» Thu Jan 06, 2011 10:28 am
Look, games can't be optimised for one piece of hardware over another. Things can't just "scale" better depending on the logo, as its just a processor chewing its 1s and 0s.
"Maxing out a CPU in every possible way" makes absolutely no sense whatsoever. If processors were as split as you believe them to be, you'd need to download special "Intel supported Microsoft Word" or an "AMD enabled Windows 7".
It's all marketing. They may say 'it performs the best with us!', but it's corporate BS. NVIDIA know that Crysis 2 will look good, sell well, and be seen by many, so they pay EA/Crytek to stick their logos on the box. They may even pay them to add better DX11 support, but that isn't NVIDIA exclusive, everyone benefits from it. In fact, that may arguable benefit AMD more, as they were the first to release the DX11 cards.
NVIDIA are renowned for paying developers to disable features in games when AMD cards are detected. Take Arkham Asylum, for instance, if an AMD card is detected then anti-aliasing options disappear off the menu. Download a patch, or change your videocard's ID number to disguise it as NVIDIA and AA is on the menu, and functioning completely perfectly.

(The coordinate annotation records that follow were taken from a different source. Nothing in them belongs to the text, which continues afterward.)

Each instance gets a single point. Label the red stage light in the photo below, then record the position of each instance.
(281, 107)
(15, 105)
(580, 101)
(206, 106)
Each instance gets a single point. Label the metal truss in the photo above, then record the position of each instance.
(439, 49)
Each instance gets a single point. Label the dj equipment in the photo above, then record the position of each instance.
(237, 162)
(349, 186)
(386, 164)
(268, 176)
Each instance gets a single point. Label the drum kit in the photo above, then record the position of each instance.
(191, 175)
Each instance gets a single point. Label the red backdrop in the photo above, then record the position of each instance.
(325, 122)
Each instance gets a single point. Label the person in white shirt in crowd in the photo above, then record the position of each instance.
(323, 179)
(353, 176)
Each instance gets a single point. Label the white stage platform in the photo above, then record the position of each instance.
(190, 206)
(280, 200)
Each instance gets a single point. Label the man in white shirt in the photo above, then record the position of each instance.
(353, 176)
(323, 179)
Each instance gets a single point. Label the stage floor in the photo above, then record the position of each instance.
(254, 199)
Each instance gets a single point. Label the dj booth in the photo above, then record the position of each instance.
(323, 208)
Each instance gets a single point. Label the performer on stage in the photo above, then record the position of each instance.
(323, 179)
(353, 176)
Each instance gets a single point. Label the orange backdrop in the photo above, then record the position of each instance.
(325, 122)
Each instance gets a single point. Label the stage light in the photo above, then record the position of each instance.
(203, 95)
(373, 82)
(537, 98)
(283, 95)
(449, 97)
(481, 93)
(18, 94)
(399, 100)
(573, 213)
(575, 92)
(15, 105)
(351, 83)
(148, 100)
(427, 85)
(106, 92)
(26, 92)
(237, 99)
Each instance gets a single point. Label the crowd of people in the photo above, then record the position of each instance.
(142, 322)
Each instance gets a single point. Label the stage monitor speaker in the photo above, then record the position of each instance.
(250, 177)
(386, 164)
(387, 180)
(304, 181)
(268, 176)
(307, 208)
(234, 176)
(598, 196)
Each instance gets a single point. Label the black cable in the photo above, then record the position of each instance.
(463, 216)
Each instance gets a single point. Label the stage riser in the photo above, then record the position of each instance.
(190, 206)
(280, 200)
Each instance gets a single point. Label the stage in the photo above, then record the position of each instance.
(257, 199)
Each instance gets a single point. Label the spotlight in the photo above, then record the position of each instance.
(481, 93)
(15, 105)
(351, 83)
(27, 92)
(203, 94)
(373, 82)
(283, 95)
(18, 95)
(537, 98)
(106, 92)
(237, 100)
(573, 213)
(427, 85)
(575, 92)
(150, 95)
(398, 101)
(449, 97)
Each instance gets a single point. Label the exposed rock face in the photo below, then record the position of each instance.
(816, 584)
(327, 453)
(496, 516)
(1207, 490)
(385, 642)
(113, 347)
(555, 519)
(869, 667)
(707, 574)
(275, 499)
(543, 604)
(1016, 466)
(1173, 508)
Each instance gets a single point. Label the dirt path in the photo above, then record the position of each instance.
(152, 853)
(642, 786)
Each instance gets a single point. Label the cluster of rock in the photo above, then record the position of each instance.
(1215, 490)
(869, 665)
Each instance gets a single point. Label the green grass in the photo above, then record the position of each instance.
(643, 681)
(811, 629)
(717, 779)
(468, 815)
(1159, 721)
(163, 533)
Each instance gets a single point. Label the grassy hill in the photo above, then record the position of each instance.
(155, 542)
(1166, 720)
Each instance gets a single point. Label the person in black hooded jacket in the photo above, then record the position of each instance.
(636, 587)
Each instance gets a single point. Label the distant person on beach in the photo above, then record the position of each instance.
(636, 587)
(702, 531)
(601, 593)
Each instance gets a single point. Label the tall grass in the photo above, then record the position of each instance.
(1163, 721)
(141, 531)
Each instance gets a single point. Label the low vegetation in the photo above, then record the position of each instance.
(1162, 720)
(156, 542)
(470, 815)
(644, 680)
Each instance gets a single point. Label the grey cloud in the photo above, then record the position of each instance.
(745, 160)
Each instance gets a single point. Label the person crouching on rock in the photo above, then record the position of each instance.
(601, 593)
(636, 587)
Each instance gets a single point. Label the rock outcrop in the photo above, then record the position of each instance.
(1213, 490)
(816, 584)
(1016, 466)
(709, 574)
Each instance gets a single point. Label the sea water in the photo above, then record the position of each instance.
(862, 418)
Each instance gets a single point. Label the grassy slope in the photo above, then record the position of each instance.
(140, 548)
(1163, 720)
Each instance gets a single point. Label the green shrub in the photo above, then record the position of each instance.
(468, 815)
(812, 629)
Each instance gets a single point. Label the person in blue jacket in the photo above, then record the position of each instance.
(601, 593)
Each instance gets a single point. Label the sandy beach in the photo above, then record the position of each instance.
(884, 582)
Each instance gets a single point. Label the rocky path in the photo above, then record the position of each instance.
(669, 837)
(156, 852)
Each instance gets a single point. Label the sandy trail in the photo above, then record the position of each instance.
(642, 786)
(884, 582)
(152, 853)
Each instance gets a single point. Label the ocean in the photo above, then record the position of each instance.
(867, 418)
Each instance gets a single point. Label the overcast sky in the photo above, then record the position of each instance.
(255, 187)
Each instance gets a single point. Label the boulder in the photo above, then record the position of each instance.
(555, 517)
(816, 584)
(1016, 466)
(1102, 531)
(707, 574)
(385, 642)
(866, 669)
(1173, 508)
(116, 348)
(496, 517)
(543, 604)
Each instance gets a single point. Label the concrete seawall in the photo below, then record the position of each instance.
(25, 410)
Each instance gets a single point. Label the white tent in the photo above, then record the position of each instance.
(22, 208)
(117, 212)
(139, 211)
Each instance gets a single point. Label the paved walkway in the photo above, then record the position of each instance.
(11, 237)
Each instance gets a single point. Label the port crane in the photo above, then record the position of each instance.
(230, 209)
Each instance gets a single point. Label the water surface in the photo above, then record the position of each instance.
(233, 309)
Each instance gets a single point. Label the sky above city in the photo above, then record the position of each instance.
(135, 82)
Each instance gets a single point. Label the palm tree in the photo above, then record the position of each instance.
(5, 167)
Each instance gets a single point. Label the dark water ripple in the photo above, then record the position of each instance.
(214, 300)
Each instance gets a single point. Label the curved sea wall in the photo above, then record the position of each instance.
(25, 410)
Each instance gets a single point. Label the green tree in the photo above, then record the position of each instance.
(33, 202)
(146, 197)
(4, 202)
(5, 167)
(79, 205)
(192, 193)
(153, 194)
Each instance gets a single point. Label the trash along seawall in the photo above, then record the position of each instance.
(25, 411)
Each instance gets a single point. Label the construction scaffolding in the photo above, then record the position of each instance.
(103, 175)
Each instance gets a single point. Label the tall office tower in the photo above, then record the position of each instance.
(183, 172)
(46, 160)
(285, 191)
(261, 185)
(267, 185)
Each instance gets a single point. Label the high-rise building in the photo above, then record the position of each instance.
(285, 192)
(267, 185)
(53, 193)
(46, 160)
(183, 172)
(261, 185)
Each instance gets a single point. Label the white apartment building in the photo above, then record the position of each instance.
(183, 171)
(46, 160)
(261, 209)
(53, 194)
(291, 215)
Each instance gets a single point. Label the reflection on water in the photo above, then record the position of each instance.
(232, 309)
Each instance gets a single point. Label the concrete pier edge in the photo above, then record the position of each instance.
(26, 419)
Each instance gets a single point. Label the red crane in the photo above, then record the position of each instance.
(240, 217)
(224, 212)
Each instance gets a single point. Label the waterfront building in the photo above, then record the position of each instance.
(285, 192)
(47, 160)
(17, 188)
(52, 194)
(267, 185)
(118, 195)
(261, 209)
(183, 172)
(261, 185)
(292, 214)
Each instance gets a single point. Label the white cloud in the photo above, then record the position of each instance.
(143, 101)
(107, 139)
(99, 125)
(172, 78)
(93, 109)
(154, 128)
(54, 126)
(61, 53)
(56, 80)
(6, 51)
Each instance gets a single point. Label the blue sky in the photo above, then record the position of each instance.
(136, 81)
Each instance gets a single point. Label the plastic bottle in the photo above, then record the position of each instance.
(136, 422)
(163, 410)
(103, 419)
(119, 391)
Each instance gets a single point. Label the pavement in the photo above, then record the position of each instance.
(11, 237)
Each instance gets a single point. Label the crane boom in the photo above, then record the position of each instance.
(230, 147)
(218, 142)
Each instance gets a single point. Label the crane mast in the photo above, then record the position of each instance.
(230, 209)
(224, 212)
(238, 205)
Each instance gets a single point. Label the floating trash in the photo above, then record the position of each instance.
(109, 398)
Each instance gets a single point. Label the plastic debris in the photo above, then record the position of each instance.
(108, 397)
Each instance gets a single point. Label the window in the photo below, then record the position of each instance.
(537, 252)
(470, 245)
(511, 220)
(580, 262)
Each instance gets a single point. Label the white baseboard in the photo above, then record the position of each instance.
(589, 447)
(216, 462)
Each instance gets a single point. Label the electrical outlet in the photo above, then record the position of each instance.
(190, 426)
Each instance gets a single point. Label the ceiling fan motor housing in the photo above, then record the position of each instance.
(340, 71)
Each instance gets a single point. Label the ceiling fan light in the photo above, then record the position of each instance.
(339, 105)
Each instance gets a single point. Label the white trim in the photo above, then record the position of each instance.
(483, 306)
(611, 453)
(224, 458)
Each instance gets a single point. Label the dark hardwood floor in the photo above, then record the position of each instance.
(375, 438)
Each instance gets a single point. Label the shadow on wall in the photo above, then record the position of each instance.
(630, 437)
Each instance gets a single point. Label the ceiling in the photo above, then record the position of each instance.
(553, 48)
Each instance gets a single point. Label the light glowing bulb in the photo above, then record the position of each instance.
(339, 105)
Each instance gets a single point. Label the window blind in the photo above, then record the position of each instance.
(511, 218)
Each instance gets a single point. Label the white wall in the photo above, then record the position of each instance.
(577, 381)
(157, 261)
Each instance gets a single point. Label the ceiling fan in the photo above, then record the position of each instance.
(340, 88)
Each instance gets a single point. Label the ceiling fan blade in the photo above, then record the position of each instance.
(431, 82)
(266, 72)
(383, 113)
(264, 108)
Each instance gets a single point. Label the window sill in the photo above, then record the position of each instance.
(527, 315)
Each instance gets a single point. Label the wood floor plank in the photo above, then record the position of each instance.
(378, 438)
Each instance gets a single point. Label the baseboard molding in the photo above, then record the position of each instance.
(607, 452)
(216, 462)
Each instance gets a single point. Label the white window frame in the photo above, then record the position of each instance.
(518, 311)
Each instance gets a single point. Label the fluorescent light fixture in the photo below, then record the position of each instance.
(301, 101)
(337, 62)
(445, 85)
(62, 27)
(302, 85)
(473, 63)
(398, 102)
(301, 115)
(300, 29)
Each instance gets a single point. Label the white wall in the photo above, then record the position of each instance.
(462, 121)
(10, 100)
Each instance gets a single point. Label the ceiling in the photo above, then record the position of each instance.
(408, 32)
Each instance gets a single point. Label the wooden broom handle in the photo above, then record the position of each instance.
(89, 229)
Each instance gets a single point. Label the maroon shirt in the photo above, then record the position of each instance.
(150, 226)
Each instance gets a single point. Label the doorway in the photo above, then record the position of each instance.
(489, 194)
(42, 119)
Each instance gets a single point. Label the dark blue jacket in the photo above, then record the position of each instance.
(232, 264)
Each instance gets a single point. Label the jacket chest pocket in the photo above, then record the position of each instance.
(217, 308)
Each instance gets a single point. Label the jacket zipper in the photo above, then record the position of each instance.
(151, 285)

Intel CPUs benefit from hyper-threading, so they have a larger number of simultaneous threads. They may pay developers to take advantage of it, but that's progress, and someone with an AMD quad-core won't feel anything compared to an Intel dual-core with hyper-threading enabled. Even then, games barely chew through a CPU at all, it's all in the GPU.
NVIDIA also cheat on the newer 3DMark benchmarks, by having the PhysX support, which contributes a huge amount to the overall score. In actuality PhysX is nearly meaningless and is a patch away for the games which support it. Even then, underused CPUs can do the processing, especially since most are multi-cored.
There are thousands of CPUs and GPUs on the market, and it's impossible to cater for one particular card, or a family, especially when they're constantly developing through drivers and new hardware. Everything changes so fast, so that if a game is "optimised" for any one product, one month later when new drivers come out everything changes.